If work requirements do not actually serve their official purpose, they are highly effective at their actual one. The Republican Party does not want all working, low-income Americans to enjoy public health insurance and nutritional aid. Their aim is not merely to strip welfare from the idle poor but to slash social-welfare spending in general. They are quite explicit about this intention.

Work requirements allow them to make progress on this objective precisely because such rules reliably deny benefits to the working Americans who comprise the vast majority of prime-age social-welfare recipients. What’s more, the policy enables the GOP to slash aid to such beneficiaries in a politically palatable way.

The House GOP’s most egregious proposal is to append work requirements to Medicaid. On a theoretical level, it is difficult to see why denying someone access to basic medical care would render them more capable of contributing to the economy. The idea that many Americans are choosing not to work because they can get a check-up for free is quite strange. A comfortable material existence plainly requires many, many things beyond health insurance.

And the empirical case for Medicaid work requirements is even weaker than the theoretical one. According to the Kaiser Family Foundation, 93 percent of Medicaid beneficiaries ages 19 to 64 are either working, attending school, caregiving, or suffering from a disabling ailment. As for that remaining 7 percent: Giving people access to health-care coverage makes them more likely to obtain and maintain employment. Thus, Medicaid is itself a work-promoting policy.
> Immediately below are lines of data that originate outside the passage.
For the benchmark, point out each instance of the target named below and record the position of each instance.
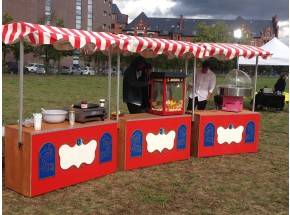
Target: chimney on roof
(181, 23)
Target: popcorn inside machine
(167, 93)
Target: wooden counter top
(220, 112)
(48, 127)
(144, 116)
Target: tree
(217, 33)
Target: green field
(238, 184)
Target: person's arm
(212, 84)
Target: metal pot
(234, 91)
(54, 116)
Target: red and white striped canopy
(61, 38)
(150, 47)
(68, 39)
(229, 51)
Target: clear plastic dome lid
(238, 78)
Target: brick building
(93, 15)
(258, 31)
(119, 20)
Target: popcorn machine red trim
(167, 93)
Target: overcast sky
(224, 9)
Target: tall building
(257, 31)
(93, 15)
(119, 20)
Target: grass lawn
(236, 184)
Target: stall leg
(255, 84)
(21, 50)
(109, 83)
(185, 88)
(118, 86)
(193, 87)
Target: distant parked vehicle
(40, 69)
(87, 70)
(32, 67)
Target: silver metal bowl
(234, 91)
(54, 116)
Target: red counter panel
(69, 156)
(147, 140)
(220, 133)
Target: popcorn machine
(167, 93)
(238, 85)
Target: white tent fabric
(279, 51)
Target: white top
(205, 83)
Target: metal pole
(21, 50)
(109, 84)
(255, 84)
(118, 85)
(186, 71)
(186, 66)
(193, 87)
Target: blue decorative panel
(46, 163)
(181, 137)
(209, 132)
(250, 132)
(106, 148)
(136, 144)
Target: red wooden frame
(72, 175)
(153, 125)
(224, 120)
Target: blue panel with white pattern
(250, 132)
(209, 132)
(46, 162)
(106, 148)
(136, 144)
(181, 137)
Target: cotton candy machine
(167, 93)
(237, 85)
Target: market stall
(163, 134)
(52, 157)
(58, 153)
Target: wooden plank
(220, 112)
(49, 127)
(17, 162)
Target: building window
(78, 14)
(90, 15)
(47, 11)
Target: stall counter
(148, 140)
(59, 155)
(217, 132)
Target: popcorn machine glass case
(167, 93)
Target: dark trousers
(199, 104)
(135, 108)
The “laboratories of democracy” provide more concrete evidence for the folly of Medicaid work requirements. In 2018, Arkansas imposed work requirements on its Medicaid beneficiaries, and the policy accomplished none of its ostensible objectives. Not only did the requirements fail to increase employment, but they actually cost the state and federal government $26.1 million in the short term because of the administrative burdens of implementing the new requirements. Meanwhile, nearly 16,000 low-income Arkansans lost their health coverage. Only 1,232 of those individuals were actually nonworking. In other words: Roughly 92 percent of those who lost health insurance owing to Medicaid’s work requirements did so because of paperwork problems, not because they were neglecting to contribute to the economy.
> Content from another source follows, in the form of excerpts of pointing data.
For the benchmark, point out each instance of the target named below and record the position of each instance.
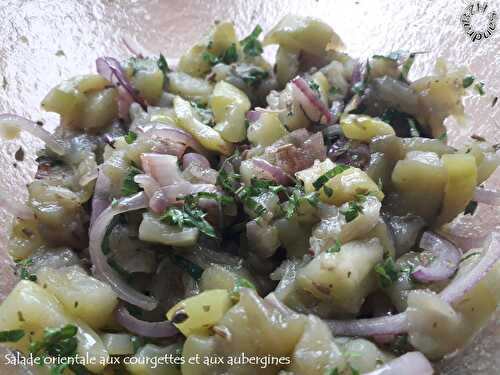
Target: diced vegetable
(189, 87)
(266, 130)
(83, 102)
(303, 34)
(32, 308)
(152, 229)
(83, 296)
(195, 315)
(343, 278)
(347, 186)
(229, 105)
(204, 134)
(364, 128)
(461, 179)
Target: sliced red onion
(487, 196)
(102, 269)
(163, 168)
(275, 173)
(385, 325)
(196, 159)
(144, 328)
(111, 69)
(457, 289)
(411, 363)
(147, 183)
(20, 123)
(101, 198)
(445, 263)
(307, 97)
(171, 134)
(15, 208)
(253, 116)
(167, 195)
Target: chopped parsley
(189, 215)
(405, 69)
(387, 272)
(323, 179)
(240, 283)
(254, 76)
(335, 248)
(12, 336)
(130, 137)
(480, 88)
(468, 81)
(471, 208)
(230, 55)
(297, 197)
(473, 254)
(352, 211)
(194, 270)
(129, 186)
(251, 45)
(23, 269)
(163, 65)
(210, 58)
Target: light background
(32, 32)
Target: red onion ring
(143, 328)
(444, 265)
(487, 196)
(102, 269)
(458, 288)
(384, 325)
(147, 183)
(196, 159)
(100, 199)
(14, 121)
(275, 173)
(411, 363)
(167, 195)
(310, 97)
(15, 208)
(171, 134)
(111, 69)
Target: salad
(226, 215)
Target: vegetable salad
(227, 207)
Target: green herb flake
(480, 88)
(240, 283)
(352, 211)
(468, 256)
(405, 69)
(230, 55)
(129, 186)
(323, 179)
(387, 272)
(12, 336)
(253, 77)
(163, 65)
(23, 269)
(471, 208)
(468, 81)
(130, 137)
(251, 45)
(335, 248)
(210, 58)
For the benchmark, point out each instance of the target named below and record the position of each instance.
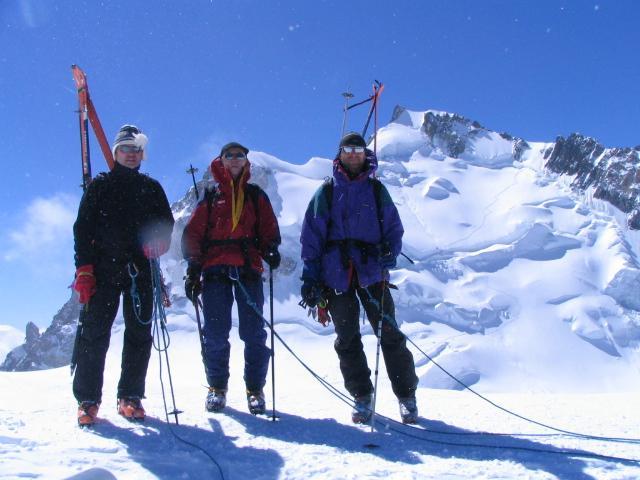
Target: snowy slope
(520, 287)
(10, 338)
This result was not hard to anticipate. Arkansas’s rules initially required Medicaid recipients to submit documentation of their work on a complex website that required both access to the internet and skill at navigating it. The website also shut down between 9 p.m. and 7 a.m. each day. And if Medicaid enrollees failed to complete their submission by the fifth day of every month, they lost their coverage.

If Republicans’ support for work requirements were genuinely motivated by a concern that Medicaid disincentivizes work, then Arkansas’s experiment would have led the party to abandon the policy. But if the GOP actually wanted to deny health insurance to the working poor — both out of an ideological hostility to social welfare and a desire to free up fiscal space for cutting taxes on the wealthy in the long term — then you would expect them to deem Arkansas a success story and push to take its policy national. They have, of course, done the latter.

And thanks to Manchin, Sinema, and their fellow fellow-travelers, the debt ceiling still exists and may well result in work requirements being imposed on various federal programs in exchange for nothing. But at least surely this is a one-shot deal and Republicans will never try to use extortion tactics again!